Sierra Leonean author and academic

Eustace Palmer is a Sierra Leonean professor, literary critic and author.

==Early life==
Eustace Palmer was born in Freetown, Sierra Leone, to ethnic Creole parents.

==Education==
Palmer was educated at primary and secondary schools in Sierra Leone. He attended the Prince of Wales School in Freetown. Palmer pursued his postgraduate education in the United Kingdom, where he obtained an honors degree and Ph.D. in English Language and Literature from the University of Edinburgh, presenting the thesis "The relationship of the morality of Henry Fielding's novels to their art". Palmer taught for several years at Fourah Bay College, the University of Sierra Leone. He was Professor of English, Chair of the English Department, Dean of the Faculty (School) of Arts, Public Orator, and Dean of Graduate Studies at Fourah Bay College.

==Career==
He has taught at the University of Texas at Austin, at Randolph Macon Woman's College, and as a Professor of English at Fourah Bay College, University of Sierra Leone. Currently, he teaches at Georgia College & State University.

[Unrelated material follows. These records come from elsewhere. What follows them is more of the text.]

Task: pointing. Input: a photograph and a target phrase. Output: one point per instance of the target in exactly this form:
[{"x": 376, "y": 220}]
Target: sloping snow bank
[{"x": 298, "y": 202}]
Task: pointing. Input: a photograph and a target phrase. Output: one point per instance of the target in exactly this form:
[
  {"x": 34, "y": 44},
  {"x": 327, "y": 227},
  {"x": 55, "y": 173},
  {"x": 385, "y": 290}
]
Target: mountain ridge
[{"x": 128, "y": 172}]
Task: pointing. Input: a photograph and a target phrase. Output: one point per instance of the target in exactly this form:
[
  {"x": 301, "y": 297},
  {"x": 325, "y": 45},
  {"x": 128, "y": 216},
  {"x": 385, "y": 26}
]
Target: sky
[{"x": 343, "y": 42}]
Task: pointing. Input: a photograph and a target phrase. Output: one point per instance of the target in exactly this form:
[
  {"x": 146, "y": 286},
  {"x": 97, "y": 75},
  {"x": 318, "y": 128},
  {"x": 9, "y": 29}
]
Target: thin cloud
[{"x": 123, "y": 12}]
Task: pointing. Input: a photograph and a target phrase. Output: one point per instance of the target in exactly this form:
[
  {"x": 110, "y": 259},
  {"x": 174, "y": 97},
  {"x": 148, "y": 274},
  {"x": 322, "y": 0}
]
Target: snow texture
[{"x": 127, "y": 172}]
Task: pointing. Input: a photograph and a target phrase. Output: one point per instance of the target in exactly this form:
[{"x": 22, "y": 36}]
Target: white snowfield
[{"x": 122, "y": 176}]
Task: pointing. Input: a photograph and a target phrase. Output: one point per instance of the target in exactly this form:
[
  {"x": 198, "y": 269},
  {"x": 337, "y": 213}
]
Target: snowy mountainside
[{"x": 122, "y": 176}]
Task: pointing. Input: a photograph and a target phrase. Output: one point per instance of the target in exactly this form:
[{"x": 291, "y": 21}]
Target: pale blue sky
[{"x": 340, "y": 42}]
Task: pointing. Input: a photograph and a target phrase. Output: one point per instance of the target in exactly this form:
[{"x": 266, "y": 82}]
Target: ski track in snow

Palmer is an author and a literary critic.

He was President of the African Literature Association (ALA) from 2006 to 2007. He is the recipient of the ALA's Distinguished Member award, as well as the Georgia College & State University's Distinguished Professor Award.

==Literary works==
Palmer has many published books of literary criticism, including Studies in the English Novel, An Introduction to the African Novel, The Growth of the African Novel, Of War and Women Oppression and Optimism: New Essays on the African Novel and Knowledge is More Than Mere Words: A Critical Introduction to Sierra Leonean Literature.

Palmer is also a novelist, the author of A Hanging is Announced, Canfira's Travels, A Tale of Three Women and A Pillar of the Community.